5. La double violence : colonialisme et néolibéralisme
En Europe, le plan de Trump a fait l’objet de condamnations, mais, comme il multiplie les déclarations qui semblent provocatrices et irréalistes – comme dans le cas de la volonté d’annexer le Groënland -, il est difficile de mesurer chaque réaction, face à un personnage qui agit comme dans un jeu vidéo. Mais certaines condamnations vont droit au but, comme celle de Jacques Attali : « Hitler voulait envoyer tous les juifs à Madagascar. On sait comment cela s’est terminé… ». Derrière les préoccupations soi-disant humanitaires de Trump qui explique que les Gazaouis seront bien mieux ailleurs, en sécurité, déplacer de force des gens de chez eux, c’est-à-dire les déporter, est en droit un crime contre l’humanité.

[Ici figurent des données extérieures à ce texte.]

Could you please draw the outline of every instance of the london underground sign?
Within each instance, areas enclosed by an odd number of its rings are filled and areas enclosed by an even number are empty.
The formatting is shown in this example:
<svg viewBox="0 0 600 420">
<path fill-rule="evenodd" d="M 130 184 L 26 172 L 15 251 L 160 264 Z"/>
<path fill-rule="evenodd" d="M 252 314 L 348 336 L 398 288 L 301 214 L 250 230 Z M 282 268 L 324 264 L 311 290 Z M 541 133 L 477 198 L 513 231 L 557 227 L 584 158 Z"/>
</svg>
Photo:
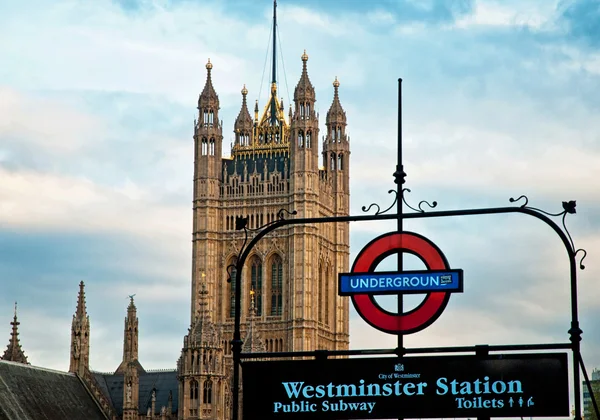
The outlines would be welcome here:
<svg viewBox="0 0 600 420">
<path fill-rule="evenodd" d="M 396 253 L 417 256 L 426 271 L 374 272 L 384 258 Z M 413 232 L 390 232 L 367 244 L 358 254 L 352 273 L 339 275 L 340 295 L 350 295 L 359 315 L 372 327 L 390 334 L 411 334 L 431 325 L 444 311 L 450 294 L 462 292 L 462 270 L 451 270 L 442 251 Z M 375 301 L 376 294 L 427 293 L 423 302 L 406 313 L 391 313 Z"/>
<path fill-rule="evenodd" d="M 426 292 L 462 292 L 462 270 L 342 273 L 340 296 Z"/>
</svg>

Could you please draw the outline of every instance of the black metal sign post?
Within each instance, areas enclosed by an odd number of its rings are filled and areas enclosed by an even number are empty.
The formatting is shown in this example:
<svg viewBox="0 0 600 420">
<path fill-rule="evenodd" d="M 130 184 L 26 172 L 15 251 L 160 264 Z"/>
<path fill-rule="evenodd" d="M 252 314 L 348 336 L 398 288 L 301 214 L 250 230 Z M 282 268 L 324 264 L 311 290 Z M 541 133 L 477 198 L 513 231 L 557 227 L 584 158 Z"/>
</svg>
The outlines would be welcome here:
<svg viewBox="0 0 600 420">
<path fill-rule="evenodd" d="M 378 204 L 371 204 L 368 207 L 363 207 L 362 210 L 368 213 L 372 208 L 376 211 L 374 214 L 365 214 L 357 216 L 341 216 L 341 217 L 319 217 L 319 218 L 286 218 L 286 215 L 294 216 L 297 214 L 296 211 L 288 211 L 281 209 L 278 212 L 278 218 L 258 229 L 248 229 L 248 218 L 238 217 L 236 219 L 236 230 L 243 230 L 245 233 L 245 240 L 238 254 L 235 265 L 227 267 L 229 273 L 228 281 L 231 281 L 232 270 L 235 269 L 235 323 L 234 333 L 232 340 L 232 353 L 233 353 L 233 395 L 232 395 L 232 418 L 233 420 L 239 420 L 239 389 L 240 389 L 240 365 L 242 360 L 252 359 L 277 359 L 277 358 L 292 358 L 292 357 L 319 357 L 319 360 L 325 360 L 329 356 L 352 356 L 352 355 L 397 355 L 404 357 L 406 355 L 423 355 L 423 354 L 444 354 L 444 353 L 464 353 L 471 352 L 478 358 L 492 357 L 490 353 L 501 352 L 501 351 L 540 351 L 540 350 L 570 350 L 572 352 L 572 363 L 573 363 L 573 388 L 574 388 L 574 419 L 581 420 L 581 382 L 580 382 L 580 369 L 583 372 L 584 378 L 587 383 L 590 396 L 592 397 L 592 403 L 596 413 L 599 414 L 598 407 L 589 383 L 588 375 L 585 370 L 583 359 L 581 357 L 580 342 L 582 330 L 579 327 L 579 316 L 578 316 L 578 303 L 577 303 L 577 268 L 584 269 L 583 260 L 586 257 L 586 251 L 583 249 L 575 248 L 573 239 L 566 226 L 566 217 L 568 214 L 576 213 L 576 202 L 575 201 L 564 201 L 562 203 L 563 210 L 557 213 L 549 213 L 544 210 L 540 210 L 535 207 L 529 206 L 529 200 L 525 195 L 521 195 L 517 198 L 510 198 L 510 203 L 516 204 L 515 206 L 509 207 L 492 207 L 492 208 L 480 208 L 480 209 L 459 209 L 459 210 L 443 210 L 443 211 L 426 211 L 423 207 L 428 206 L 430 209 L 434 209 L 437 203 L 434 201 L 429 203 L 427 201 L 421 201 L 416 207 L 411 206 L 406 201 L 406 192 L 410 192 L 409 189 L 403 188 L 405 182 L 406 173 L 404 172 L 404 166 L 402 164 L 402 79 L 398 80 L 398 162 L 396 165 L 396 171 L 394 172 L 394 182 L 397 184 L 396 190 L 390 190 L 389 193 L 394 193 L 394 202 L 387 209 L 381 210 Z M 396 213 L 388 213 L 394 205 L 396 206 Z M 403 205 L 406 205 L 412 212 L 403 213 Z M 241 292 L 242 292 L 242 270 L 246 259 L 249 257 L 250 252 L 254 246 L 267 234 L 274 230 L 292 225 L 305 225 L 305 224 L 322 224 L 322 223 L 334 223 L 334 222 L 364 222 L 374 220 L 396 220 L 398 233 L 403 232 L 403 221 L 405 219 L 423 219 L 423 218 L 438 218 L 438 217 L 454 217 L 454 216 L 477 216 L 477 215 L 491 215 L 491 214 L 507 214 L 507 213 L 519 213 L 527 216 L 531 216 L 540 220 L 541 222 L 548 225 L 558 235 L 561 242 L 565 247 L 567 258 L 569 261 L 569 277 L 570 277 L 570 299 L 571 299 L 571 326 L 568 330 L 570 343 L 543 343 L 543 344 L 518 344 L 518 345 L 500 345 L 500 346 L 488 346 L 488 345 L 476 345 L 476 346 L 461 346 L 461 347 L 428 347 L 428 348 L 405 348 L 403 342 L 403 333 L 399 332 L 398 335 L 398 347 L 395 349 L 360 349 L 360 350 L 316 350 L 316 351 L 301 351 L 301 352 L 278 352 L 278 353 L 242 353 L 242 339 L 240 331 L 240 320 L 241 320 Z M 561 225 L 558 225 L 553 218 L 560 218 Z M 252 231 L 254 236 L 249 238 L 249 232 Z M 581 255 L 580 255 L 581 254 Z M 580 256 L 579 261 L 578 256 Z M 402 264 L 402 251 L 398 250 L 398 271 L 401 272 L 403 269 Z M 398 294 L 398 313 L 402 314 L 403 302 L 402 294 Z M 411 358 L 412 359 L 412 358 Z M 407 359 L 406 359 L 407 360 Z M 330 360 L 332 362 L 333 360 Z M 278 362 L 281 363 L 281 362 Z M 250 372 L 249 372 L 250 373 Z M 439 414 L 439 413 L 438 413 Z M 511 414 L 512 415 L 512 414 Z M 404 413 L 398 413 L 399 418 L 404 417 Z M 426 414 L 421 414 L 416 417 L 428 417 Z M 443 416 L 437 416 L 443 417 Z M 445 417 L 452 417 L 446 415 Z M 599 414 L 600 417 L 600 414 Z M 343 417 L 339 417 L 343 418 Z M 348 418 L 348 417 L 346 417 Z M 361 417 L 366 418 L 366 417 Z M 479 412 L 478 418 L 485 419 L 489 418 L 485 412 Z"/>
</svg>

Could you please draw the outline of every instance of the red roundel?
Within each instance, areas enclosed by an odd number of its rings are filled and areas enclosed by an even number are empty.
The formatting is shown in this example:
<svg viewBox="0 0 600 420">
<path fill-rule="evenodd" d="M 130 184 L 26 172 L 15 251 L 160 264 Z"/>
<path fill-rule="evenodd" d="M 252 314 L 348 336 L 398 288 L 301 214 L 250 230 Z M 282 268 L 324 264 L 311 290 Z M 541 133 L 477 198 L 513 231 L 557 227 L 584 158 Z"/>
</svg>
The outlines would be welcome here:
<svg viewBox="0 0 600 420">
<path fill-rule="evenodd" d="M 390 232 L 375 238 L 356 257 L 353 273 L 373 272 L 391 254 L 407 252 L 419 257 L 429 270 L 448 270 L 448 261 L 429 239 L 412 232 Z M 415 309 L 394 314 L 381 308 L 371 294 L 352 296 L 354 307 L 371 326 L 391 334 L 411 334 L 431 325 L 444 311 L 450 292 L 430 292 Z"/>
</svg>

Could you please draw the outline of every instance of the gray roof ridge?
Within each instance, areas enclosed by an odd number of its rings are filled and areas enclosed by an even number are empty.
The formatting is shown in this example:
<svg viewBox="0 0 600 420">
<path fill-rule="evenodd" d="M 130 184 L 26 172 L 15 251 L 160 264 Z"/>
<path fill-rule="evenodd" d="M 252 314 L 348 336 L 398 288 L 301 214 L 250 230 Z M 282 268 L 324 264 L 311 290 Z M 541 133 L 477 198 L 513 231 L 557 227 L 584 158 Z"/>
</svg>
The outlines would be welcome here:
<svg viewBox="0 0 600 420">
<path fill-rule="evenodd" d="M 20 363 L 20 362 L 12 362 L 10 360 L 2 360 L 0 359 L 0 363 L 6 363 L 9 365 L 13 365 L 13 366 L 19 366 L 22 368 L 26 368 L 26 369 L 36 369 L 36 370 L 41 370 L 44 372 L 51 372 L 51 373 L 60 373 L 63 374 L 65 376 L 75 376 L 74 373 L 72 372 L 64 372 L 62 370 L 56 370 L 56 369 L 50 369 L 50 368 L 45 368 L 45 367 L 41 367 L 41 366 L 35 366 L 35 365 L 26 365 L 25 363 Z"/>
</svg>

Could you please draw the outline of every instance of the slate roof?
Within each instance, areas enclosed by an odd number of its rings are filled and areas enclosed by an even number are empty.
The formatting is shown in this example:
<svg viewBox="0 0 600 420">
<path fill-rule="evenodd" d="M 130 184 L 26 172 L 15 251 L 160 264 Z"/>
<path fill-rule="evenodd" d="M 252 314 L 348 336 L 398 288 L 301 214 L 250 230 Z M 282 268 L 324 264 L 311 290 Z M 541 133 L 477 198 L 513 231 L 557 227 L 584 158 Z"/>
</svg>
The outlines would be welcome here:
<svg viewBox="0 0 600 420">
<path fill-rule="evenodd" d="M 117 414 L 123 414 L 123 375 L 92 372 L 104 395 L 109 397 Z M 145 414 L 152 406 L 152 390 L 156 389 L 156 413 L 169 405 L 169 391 L 173 393 L 173 413 L 177 412 L 179 382 L 176 370 L 140 373 L 139 413 Z"/>
<path fill-rule="evenodd" d="M 72 373 L 0 361 L 0 420 L 106 420 Z"/>
</svg>

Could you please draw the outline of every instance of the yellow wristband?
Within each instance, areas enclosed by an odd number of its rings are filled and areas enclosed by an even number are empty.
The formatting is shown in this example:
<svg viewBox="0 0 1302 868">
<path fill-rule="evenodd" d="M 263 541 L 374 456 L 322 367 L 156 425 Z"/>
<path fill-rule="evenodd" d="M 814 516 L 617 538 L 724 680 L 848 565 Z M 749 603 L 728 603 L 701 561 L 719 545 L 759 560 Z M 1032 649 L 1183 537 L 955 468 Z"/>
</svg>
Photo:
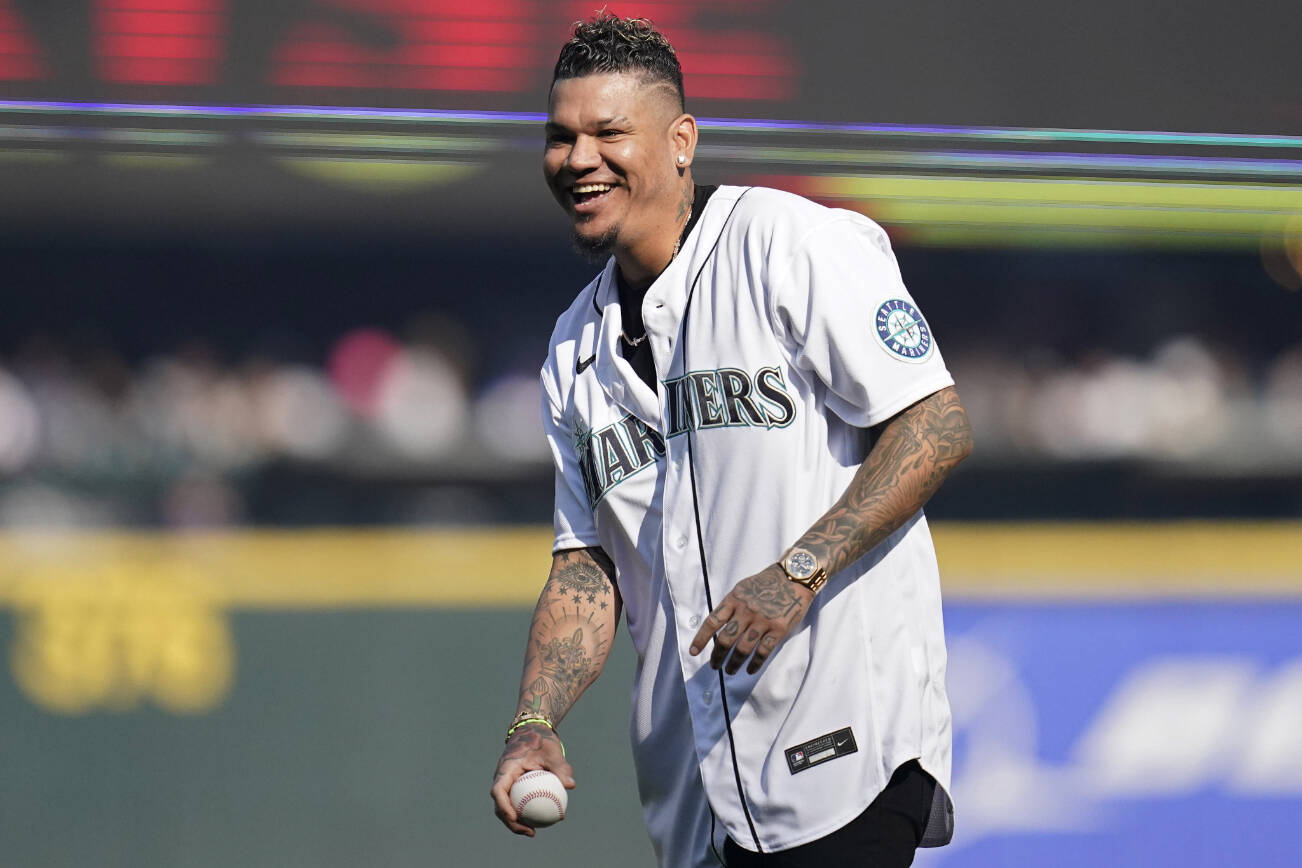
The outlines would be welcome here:
<svg viewBox="0 0 1302 868">
<path fill-rule="evenodd" d="M 517 720 L 511 726 L 511 728 L 506 731 L 506 737 L 509 739 L 512 735 L 515 734 L 515 731 L 517 729 L 530 723 L 541 723 L 543 726 L 547 727 L 552 732 L 556 731 L 556 727 L 552 726 L 552 722 L 545 717 L 526 717 L 521 720 Z"/>
<path fill-rule="evenodd" d="M 515 724 L 506 731 L 506 740 L 510 741 L 511 736 L 515 734 L 517 729 L 530 723 L 541 723 L 543 726 L 550 729 L 552 734 L 556 736 L 556 740 L 560 742 L 561 756 L 565 756 L 565 742 L 561 741 L 560 734 L 556 732 L 556 727 L 553 726 L 552 722 L 545 717 L 526 717 L 523 720 L 516 721 Z"/>
</svg>

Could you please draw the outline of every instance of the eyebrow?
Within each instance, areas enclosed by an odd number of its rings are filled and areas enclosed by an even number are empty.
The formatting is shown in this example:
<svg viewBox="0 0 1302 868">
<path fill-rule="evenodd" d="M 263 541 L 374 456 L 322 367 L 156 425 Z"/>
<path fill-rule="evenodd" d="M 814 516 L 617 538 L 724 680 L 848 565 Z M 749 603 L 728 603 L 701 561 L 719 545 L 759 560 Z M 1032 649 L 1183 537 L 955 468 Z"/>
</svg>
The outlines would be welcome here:
<svg viewBox="0 0 1302 868">
<path fill-rule="evenodd" d="M 606 127 L 610 127 L 610 126 L 622 127 L 627 125 L 628 125 L 628 118 L 623 115 L 620 115 L 617 118 L 599 118 L 590 124 L 590 126 L 595 127 L 596 129 L 605 129 Z M 559 124 L 556 121 L 552 121 L 552 120 L 549 120 L 545 124 L 543 124 L 543 130 L 549 133 L 569 132 L 569 129 L 570 128 L 567 127 L 565 124 Z"/>
</svg>

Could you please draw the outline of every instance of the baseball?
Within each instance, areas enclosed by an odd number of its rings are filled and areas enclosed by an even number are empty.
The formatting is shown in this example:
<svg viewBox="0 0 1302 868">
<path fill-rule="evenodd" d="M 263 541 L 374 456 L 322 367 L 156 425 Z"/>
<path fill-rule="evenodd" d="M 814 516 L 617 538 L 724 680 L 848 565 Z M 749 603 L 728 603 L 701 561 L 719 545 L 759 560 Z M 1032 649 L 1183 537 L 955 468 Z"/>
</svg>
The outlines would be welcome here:
<svg viewBox="0 0 1302 868">
<path fill-rule="evenodd" d="M 551 772 L 525 772 L 511 785 L 511 806 L 520 822 L 541 829 L 565 819 L 569 794 Z"/>
</svg>

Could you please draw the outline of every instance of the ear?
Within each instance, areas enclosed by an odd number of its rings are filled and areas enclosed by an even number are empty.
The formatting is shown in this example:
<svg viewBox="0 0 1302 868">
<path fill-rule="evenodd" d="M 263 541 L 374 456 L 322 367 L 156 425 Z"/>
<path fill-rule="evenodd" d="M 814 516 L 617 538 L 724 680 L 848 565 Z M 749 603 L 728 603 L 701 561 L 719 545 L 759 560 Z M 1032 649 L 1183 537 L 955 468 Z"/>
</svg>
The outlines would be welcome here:
<svg viewBox="0 0 1302 868">
<path fill-rule="evenodd" d="M 696 159 L 696 118 L 679 115 L 669 127 L 669 153 L 673 154 L 674 168 L 682 172 L 691 168 Z"/>
</svg>

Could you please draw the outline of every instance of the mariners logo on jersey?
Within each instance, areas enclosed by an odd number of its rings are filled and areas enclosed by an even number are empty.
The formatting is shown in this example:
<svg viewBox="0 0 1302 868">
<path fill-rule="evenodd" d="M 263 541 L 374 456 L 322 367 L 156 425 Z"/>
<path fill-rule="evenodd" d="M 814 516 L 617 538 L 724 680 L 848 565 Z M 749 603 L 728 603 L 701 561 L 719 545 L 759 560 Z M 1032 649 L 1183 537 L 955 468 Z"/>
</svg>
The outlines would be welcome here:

La solidarité globale est vitale, malgré les tentatives de certains courants d’assimiler la défense des droits humains en Palestine à des formes d’antisémitisme. En 2024, le mouvement BDS (Boycott, Désinvestissement, Sanctions) a forcé 35 multinationales à quitter les colonies israéliennes, dont Airbnb et Siemens. En Norvège, le fonds souverain a retiré 15 milliards d’euros d’entreprises complices de l’occupation. Mais l’Europe tergiverse : la France finance à la fois des ONG palestiniennes et des startups high-tech dans les colonies.
Gaza résume l’alliance mortifère entre colonialisme et capitalisme. L’urbicide détruit les conditions de l’habitabilité et les ressources (eau, terre, logement), ouvrant la voie à leur privatisation. Les promoteurs, comme Trump, ne sont pas des acteurs neutres : ils sont les héritiers des compagnies coloniales du XIXe siècle, qui transformaient les territoires conquis en marchés.
La possibilité d’un plan de paix, à un ou deux Etats, s’éloigne, car elle implique la restitution de milliers d’hectares et de logements. Un sommet pour une solution à deux Etats se tiendra malgré tout en juin, mais qui obligera le gouvernement israëlien à l’accepter ? La paix implique la décolonisation, le démantèlement des colonies, le renoncement de certaines entreprises à tirer profit de la situation.
Gaza ne sera pas la Riviera de Trump, si nous arrivons enfin à résister à ces crimes.